PHOENIX -- Child abuse charges were dismissed against the cousin of a 10-year-old Arizona girl who authorities say died after another relative padlocked her in a footlocker.
A judge threw out the charges against 26-year-old Ammandea Stoltzmann after prosecutors said there's not enough evidence for the case to move forward and asked that the charges be dismissed. Her trial would have been the first trial over the severe abuse that authorities say 10-year-old Ame Deal suffered at the hands of family members before her July 2011 death.
Jerry Cobb, a spokesman for the Maricopa County Attorney's Office, which is still prosecuting other Deal relatives, declined to comment on Thursday on how the dismissal bodes for the other cases, other than saying prosecutors can't comment due to the other cases. The case was dismissed Tuesday.
Stoltzmann had been charged with abusing Deal, but wasn't charged in the child's death. Five other Deal relatives, including two who are charged with first-degree murder, face various charges in the case. All have pleaded not guilty to the charges.
Authorities say Deal died after a man who's married to the girl's cousin padlocked her in the footlocker as discipline for having stolen popsicles. She was left in the plastic box all night and was found dead the next morning at the Phoenix home where her relatives lived. Investigators say the abuse heaped on the 10-year-old by some relatives included putting her in the footlocker on other occasions, being forced to eat dog feces and crush aluminum cans barefoot, and having her head forcibly dunked after she was thrown into a cold swimming pool.
Lawyers for the Deal relatives charged in the case, including Stoltzmann attorney Lisa Caryle Posada, didn't return a call seeking comment. An attorney for another accused relative declined to comment.
Stolzmann was accused of scrubbing the 10-year-old's face with a wire brush as punishment for lying, kicking her in the face while she was on the ground and putting a potent hot sauce in her mouth. Authorities say she denied kicking the girl or using the wire brush on her face, but admitted to putting hot sauce in her mouth and spanking her with a belt.
Two of Deal's cousins, 24-year-old John Michael Allen and 24-year-old Sammantha Lucille Rebecca Allen, are charged with first-degree murder in the girl's death. Prosecutors are seeking the death penalty against the Allens, who are married.

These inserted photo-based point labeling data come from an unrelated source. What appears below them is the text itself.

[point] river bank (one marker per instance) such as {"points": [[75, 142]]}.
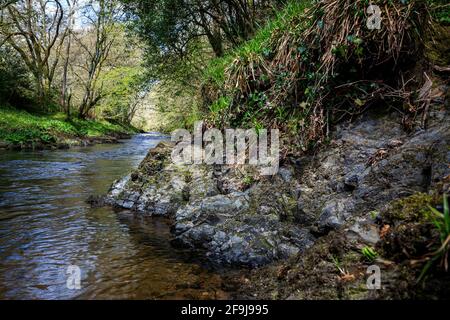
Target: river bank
{"points": [[20, 130], [47, 226], [312, 230]]}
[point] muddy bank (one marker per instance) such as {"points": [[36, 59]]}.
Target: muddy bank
{"points": [[309, 223]]}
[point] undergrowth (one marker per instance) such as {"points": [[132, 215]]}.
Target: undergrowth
{"points": [[22, 127], [317, 63]]}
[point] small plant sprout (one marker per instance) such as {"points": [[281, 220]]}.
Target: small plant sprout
{"points": [[369, 253], [441, 221]]}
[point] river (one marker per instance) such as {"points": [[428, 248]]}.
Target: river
{"points": [[46, 226]]}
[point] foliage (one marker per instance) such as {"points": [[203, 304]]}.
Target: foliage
{"points": [[15, 86], [122, 87], [316, 63]]}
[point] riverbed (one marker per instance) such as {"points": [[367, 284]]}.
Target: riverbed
{"points": [[46, 226]]}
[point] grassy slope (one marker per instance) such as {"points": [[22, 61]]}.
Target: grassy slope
{"points": [[21, 127]]}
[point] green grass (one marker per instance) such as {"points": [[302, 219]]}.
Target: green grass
{"points": [[22, 127], [259, 44]]}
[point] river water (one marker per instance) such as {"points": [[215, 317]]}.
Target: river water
{"points": [[46, 226]]}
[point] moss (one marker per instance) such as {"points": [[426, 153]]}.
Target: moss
{"points": [[409, 209]]}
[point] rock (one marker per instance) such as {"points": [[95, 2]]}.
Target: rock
{"points": [[365, 231], [237, 217], [335, 213]]}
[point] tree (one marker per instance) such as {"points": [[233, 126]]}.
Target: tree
{"points": [[35, 29], [96, 42]]}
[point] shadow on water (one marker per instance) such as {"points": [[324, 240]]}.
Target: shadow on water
{"points": [[45, 226]]}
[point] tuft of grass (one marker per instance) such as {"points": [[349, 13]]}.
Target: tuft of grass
{"points": [[313, 65], [17, 127]]}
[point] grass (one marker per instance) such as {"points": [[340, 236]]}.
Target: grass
{"points": [[19, 127], [312, 65], [369, 253]]}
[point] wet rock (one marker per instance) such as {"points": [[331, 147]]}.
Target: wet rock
{"points": [[237, 217], [365, 231]]}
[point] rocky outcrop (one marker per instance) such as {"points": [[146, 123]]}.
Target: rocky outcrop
{"points": [[239, 217], [234, 215]]}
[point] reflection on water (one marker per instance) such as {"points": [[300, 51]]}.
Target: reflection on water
{"points": [[45, 226]]}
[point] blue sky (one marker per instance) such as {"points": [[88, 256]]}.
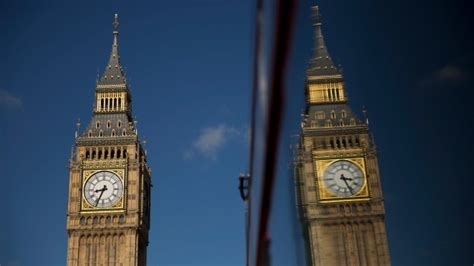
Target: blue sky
{"points": [[189, 65]]}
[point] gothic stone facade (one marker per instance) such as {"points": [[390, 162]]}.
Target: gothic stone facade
{"points": [[338, 182], [108, 215]]}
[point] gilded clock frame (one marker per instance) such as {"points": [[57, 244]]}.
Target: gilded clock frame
{"points": [[325, 196], [117, 207]]}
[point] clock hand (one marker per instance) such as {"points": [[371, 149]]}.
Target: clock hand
{"points": [[347, 184], [101, 192]]}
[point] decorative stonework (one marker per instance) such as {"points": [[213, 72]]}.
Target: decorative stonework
{"points": [[114, 230]]}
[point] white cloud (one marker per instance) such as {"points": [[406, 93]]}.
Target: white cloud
{"points": [[9, 101], [211, 140]]}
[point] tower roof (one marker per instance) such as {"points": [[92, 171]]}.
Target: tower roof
{"points": [[113, 73], [320, 63]]}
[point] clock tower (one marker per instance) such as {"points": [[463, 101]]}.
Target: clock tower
{"points": [[108, 214], [337, 176]]}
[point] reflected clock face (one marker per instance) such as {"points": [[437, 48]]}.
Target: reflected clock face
{"points": [[343, 178], [103, 189]]}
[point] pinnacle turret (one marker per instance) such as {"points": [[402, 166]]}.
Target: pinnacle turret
{"points": [[321, 63], [113, 73]]}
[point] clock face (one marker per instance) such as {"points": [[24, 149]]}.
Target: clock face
{"points": [[343, 178], [103, 189]]}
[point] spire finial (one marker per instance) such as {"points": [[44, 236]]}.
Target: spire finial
{"points": [[115, 24], [316, 16]]}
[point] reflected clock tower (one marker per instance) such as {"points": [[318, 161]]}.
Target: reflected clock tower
{"points": [[337, 176], [108, 214]]}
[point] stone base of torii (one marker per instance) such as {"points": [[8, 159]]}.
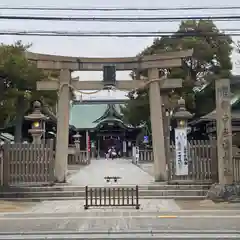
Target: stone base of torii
{"points": [[157, 86]]}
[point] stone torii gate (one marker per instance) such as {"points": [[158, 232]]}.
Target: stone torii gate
{"points": [[150, 63]]}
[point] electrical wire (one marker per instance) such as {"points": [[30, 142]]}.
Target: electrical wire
{"points": [[118, 34], [121, 8], [121, 19]]}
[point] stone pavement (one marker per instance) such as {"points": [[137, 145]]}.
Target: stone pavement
{"points": [[94, 173]]}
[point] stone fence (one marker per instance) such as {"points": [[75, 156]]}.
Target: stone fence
{"points": [[24, 163]]}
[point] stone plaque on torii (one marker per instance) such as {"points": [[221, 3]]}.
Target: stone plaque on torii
{"points": [[68, 64]]}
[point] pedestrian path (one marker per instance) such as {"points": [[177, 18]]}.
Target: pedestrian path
{"points": [[94, 174]]}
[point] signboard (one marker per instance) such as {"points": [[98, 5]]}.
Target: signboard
{"points": [[124, 146], [145, 139], [181, 161], [137, 154]]}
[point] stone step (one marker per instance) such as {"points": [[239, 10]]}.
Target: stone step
{"points": [[61, 188], [81, 193]]}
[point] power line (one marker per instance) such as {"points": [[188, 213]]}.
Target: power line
{"points": [[121, 32], [122, 8], [121, 19], [115, 34]]}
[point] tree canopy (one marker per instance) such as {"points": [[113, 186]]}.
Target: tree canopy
{"points": [[211, 59], [18, 79]]}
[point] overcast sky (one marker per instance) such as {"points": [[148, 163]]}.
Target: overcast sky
{"points": [[103, 47]]}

Investigators say John Allen padlocked her in the footlocker as a form of punishment for the popsicle theft on the night before her death.
Sammantha Allen is accused of telling her husband that the child would be able to force the footlocker's latches open and standing watch over the girl as her husband went in the backyard to get the padlock. The couple went to sleep while the girl remained in the plastic box, and Deal's death was discovered the next morning.
Sammantha Allen also is accused of coaching a 12-year-old girl who also lived at the house to say that Ame Deal was playing hide and seek with other children the night before her death and that she wasn't found before everyone went to bed.
Cynthia Stoltzman, Deal's aunt and legal guardian, is accused of throwing the child into a cold swimming pool several months before the girl's death and forcing her head underwater. Police say Ame Deal, who was afraid of water, flailed her arms as she went under and came up choking and crying.
Stoltzman and Deal's father, 53-year-old David Martin Deal, are charged with child abuse for allegedly causing or allowing Deal to be throwing into the pool.
Stoltzman, 45, also is accused of once sitting on the footlocker while the child was inside the box for stealing food. Police say a man who lived at the house urged Stoltzman to let the child go, and Stoltzmann- who was playing with a laptop while sitting on the box_ responded by threatening to complain to child welfare workers about the man's children having lice.
She was sweating profusely as she emerged from the footlocker, police said.
The child's paternal grandmother, Judith Cora Deal, also faces child abuse charges.
Nicole Moon, a spokeswoman for the Arizona Department of Economic Security, which oversees the state's child welfare agency, said the agency didn't receive any reports of abuse about Ame Deal before her death.
Police said they had child welfare agency reports from Utah that listed Deal as an abused child.